Il suo silenzio, soprattutto nei pomeriggio d’inverno, è così assoluto, che si può sentire un cane abbaiare e vedere i gatti fuggire. Le origini di Arcidosso sono controverse. Alcuni dicono che la città nacque come un insediamento dell’Età del Bronzo, altri sostengono che sia stato un rifugio per i cristiani dell’Impero Romano e altri sono certi che sia stato un covo di barbari feroci. La più recente teoria, formulata dal poeta arcidossino Giovan Domenico Peri, racconta di paesi di montagna edificati dai superstiti delle città etrusche distrutte in Maremma.
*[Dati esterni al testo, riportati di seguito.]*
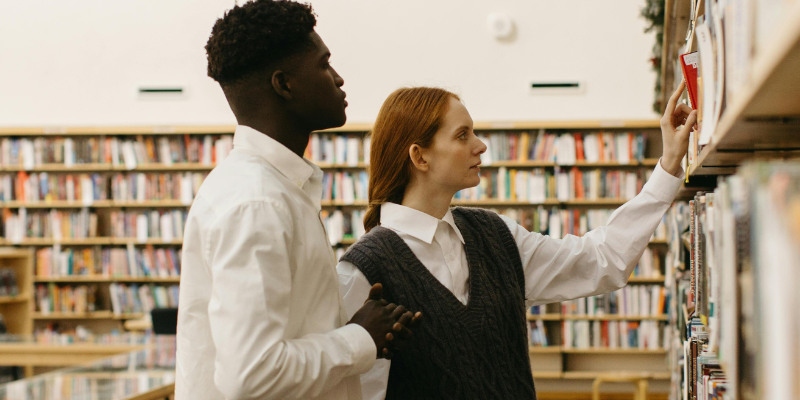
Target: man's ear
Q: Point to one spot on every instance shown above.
(417, 158)
(281, 85)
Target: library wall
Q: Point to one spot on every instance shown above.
(81, 62)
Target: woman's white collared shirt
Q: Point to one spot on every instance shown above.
(555, 269)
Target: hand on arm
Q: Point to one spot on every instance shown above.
(677, 122)
(389, 325)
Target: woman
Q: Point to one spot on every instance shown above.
(471, 272)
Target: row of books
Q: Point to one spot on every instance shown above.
(48, 224)
(87, 188)
(343, 225)
(142, 225)
(735, 283)
(538, 185)
(108, 262)
(52, 298)
(150, 186)
(728, 36)
(564, 148)
(167, 150)
(155, 224)
(633, 301)
(613, 334)
(129, 299)
(535, 186)
(84, 188)
(537, 334)
(346, 187)
(559, 223)
(338, 149)
(56, 333)
(8, 282)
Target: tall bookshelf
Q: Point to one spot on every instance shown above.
(556, 368)
(722, 316)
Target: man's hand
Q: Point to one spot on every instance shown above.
(676, 124)
(388, 324)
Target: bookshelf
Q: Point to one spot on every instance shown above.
(730, 319)
(16, 308)
(553, 363)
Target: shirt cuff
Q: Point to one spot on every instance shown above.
(362, 345)
(663, 185)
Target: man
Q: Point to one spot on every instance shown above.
(261, 316)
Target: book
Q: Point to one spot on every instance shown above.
(689, 67)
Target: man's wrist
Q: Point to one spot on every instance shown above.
(671, 165)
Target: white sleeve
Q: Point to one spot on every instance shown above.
(251, 270)
(354, 287)
(601, 260)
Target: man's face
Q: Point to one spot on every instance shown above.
(317, 96)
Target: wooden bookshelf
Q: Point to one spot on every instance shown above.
(107, 318)
(153, 167)
(547, 375)
(544, 317)
(55, 131)
(761, 121)
(566, 317)
(17, 309)
(544, 350)
(613, 351)
(104, 279)
(97, 204)
(14, 299)
(649, 162)
(595, 374)
(637, 279)
(86, 316)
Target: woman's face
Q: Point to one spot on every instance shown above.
(454, 155)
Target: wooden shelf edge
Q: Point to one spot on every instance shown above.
(762, 69)
(593, 375)
(104, 279)
(22, 298)
(167, 130)
(613, 317)
(89, 315)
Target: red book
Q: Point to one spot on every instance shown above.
(578, 146)
(689, 67)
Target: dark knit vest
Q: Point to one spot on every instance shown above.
(478, 351)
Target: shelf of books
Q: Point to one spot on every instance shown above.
(732, 249)
(740, 63)
(103, 210)
(732, 267)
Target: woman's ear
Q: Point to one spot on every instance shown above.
(417, 158)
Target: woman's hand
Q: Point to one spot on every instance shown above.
(676, 124)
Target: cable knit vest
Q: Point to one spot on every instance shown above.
(474, 351)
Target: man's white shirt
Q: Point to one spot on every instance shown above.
(260, 313)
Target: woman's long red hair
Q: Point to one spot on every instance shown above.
(408, 116)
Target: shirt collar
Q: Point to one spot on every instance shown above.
(295, 168)
(413, 222)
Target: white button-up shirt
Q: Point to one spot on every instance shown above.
(555, 269)
(260, 312)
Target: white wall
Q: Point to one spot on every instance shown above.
(79, 62)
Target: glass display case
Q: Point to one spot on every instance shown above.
(140, 375)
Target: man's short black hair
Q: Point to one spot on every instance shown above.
(253, 36)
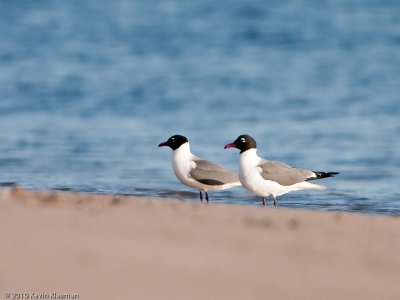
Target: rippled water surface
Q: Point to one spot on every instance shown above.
(89, 88)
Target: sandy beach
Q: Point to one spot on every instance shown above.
(114, 247)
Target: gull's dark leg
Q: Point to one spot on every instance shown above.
(276, 204)
(264, 202)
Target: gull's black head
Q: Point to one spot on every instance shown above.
(243, 142)
(174, 142)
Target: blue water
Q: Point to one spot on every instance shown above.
(89, 88)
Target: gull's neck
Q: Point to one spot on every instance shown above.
(182, 153)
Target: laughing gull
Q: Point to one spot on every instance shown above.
(271, 178)
(196, 173)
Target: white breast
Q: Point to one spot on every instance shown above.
(250, 177)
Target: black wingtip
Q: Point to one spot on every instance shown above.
(325, 174)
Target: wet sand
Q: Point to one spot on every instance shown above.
(114, 247)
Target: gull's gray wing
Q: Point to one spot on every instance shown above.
(282, 173)
(211, 173)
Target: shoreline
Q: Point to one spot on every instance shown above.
(103, 246)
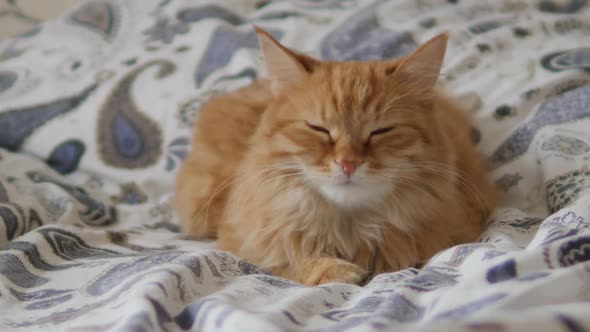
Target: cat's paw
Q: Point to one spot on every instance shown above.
(327, 269)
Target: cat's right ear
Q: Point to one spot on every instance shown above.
(284, 66)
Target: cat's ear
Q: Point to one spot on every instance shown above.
(422, 67)
(284, 66)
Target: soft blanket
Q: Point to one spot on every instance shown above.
(95, 116)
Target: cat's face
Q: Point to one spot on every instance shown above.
(350, 130)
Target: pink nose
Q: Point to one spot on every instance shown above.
(349, 166)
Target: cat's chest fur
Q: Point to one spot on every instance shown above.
(335, 230)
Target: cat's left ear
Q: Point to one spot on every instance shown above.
(422, 67)
(284, 66)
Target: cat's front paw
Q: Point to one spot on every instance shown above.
(328, 269)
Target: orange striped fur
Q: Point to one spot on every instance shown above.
(267, 175)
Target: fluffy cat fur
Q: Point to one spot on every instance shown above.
(335, 171)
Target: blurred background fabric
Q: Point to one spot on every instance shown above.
(19, 16)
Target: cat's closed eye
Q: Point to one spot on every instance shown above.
(319, 129)
(381, 131)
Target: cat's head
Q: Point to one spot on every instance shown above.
(350, 129)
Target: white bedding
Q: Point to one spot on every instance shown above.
(106, 96)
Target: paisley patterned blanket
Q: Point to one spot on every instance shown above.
(95, 114)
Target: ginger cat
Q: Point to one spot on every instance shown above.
(335, 171)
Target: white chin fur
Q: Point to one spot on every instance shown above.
(351, 196)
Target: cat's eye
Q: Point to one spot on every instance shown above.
(318, 128)
(381, 131)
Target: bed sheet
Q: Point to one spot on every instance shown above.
(95, 115)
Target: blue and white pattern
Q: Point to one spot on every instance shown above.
(95, 115)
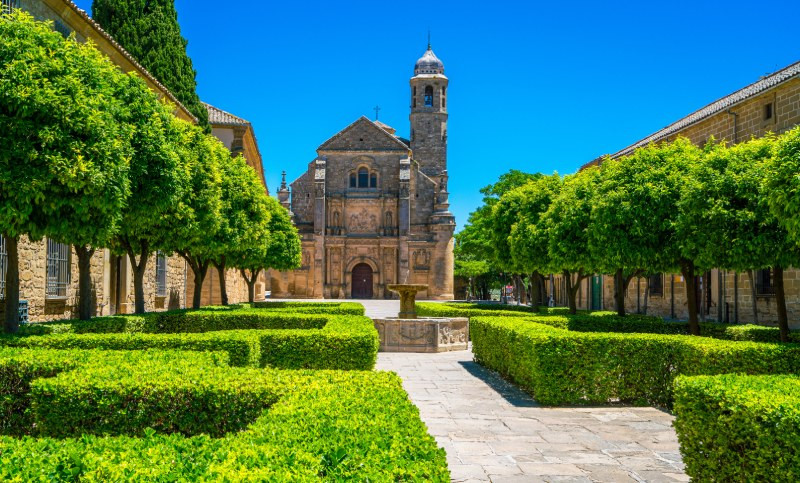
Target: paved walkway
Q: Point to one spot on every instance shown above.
(493, 431)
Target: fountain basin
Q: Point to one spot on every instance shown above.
(427, 334)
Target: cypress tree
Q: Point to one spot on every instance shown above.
(149, 31)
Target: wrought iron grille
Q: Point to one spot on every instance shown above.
(161, 275)
(656, 284)
(3, 267)
(7, 5)
(58, 268)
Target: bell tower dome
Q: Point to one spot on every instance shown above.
(429, 114)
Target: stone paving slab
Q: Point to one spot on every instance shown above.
(493, 431)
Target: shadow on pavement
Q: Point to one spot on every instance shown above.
(514, 395)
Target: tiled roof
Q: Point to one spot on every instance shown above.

La congettura storica si conclude comunque nel XII secolo, quando gli Aldobrandeschi costruirono una delle loro fortezze.Arcidosso deriva dal latino Arx et dorsum, letteralmente ‘fortezza sul retro della montagna’. Questa fortezza protesse gli abitanti di Arcidosso dalle mire espansionistiche della Repubblica di Siena fino a quando fu infine espugnata nel 1331 grazie a 4.000 fanti e 400 cavalieri. Oggi la bellezza della città si articola dalla rocca Aldobrandesca attraverso un labirinto di strade di ciottoli e alberi di fico.
Arcidosso non è appariscente o elegante, ma le sue radici popolari hanno ispirato decine di scrittori italiani, da Giacomo Barzellotti a Cecco Angiolieri. C’è un senso di misticismo qui, nato da sussurri riguardo a culti dei Cavalieri Templari e alimentato dall’esperienza del profeta David Lazzaretti e, successivamente, di un gruppo di monaci tibetani. Quando si lascia Arcidosso, si entra nel Parco Faunistico del monte Amiata.

EVENTI

Castagna in Festa

Metà ottobre

Le castagne preferite del monte Amiata sono festeggiate in una serie di festival durante tutto l’anno, ma questo è il più grande. Per due fine settimana, stand gastronomici e cantine preparano una varietà di piatti dolci e salati a base di castagne.

Alterazioni da Gustare Festival

Fine luglio

Arcidosso celebra il suo patrimonio artistico e culturale e la sua birra con un sacco di deliziosi snacks e musica dal vivo.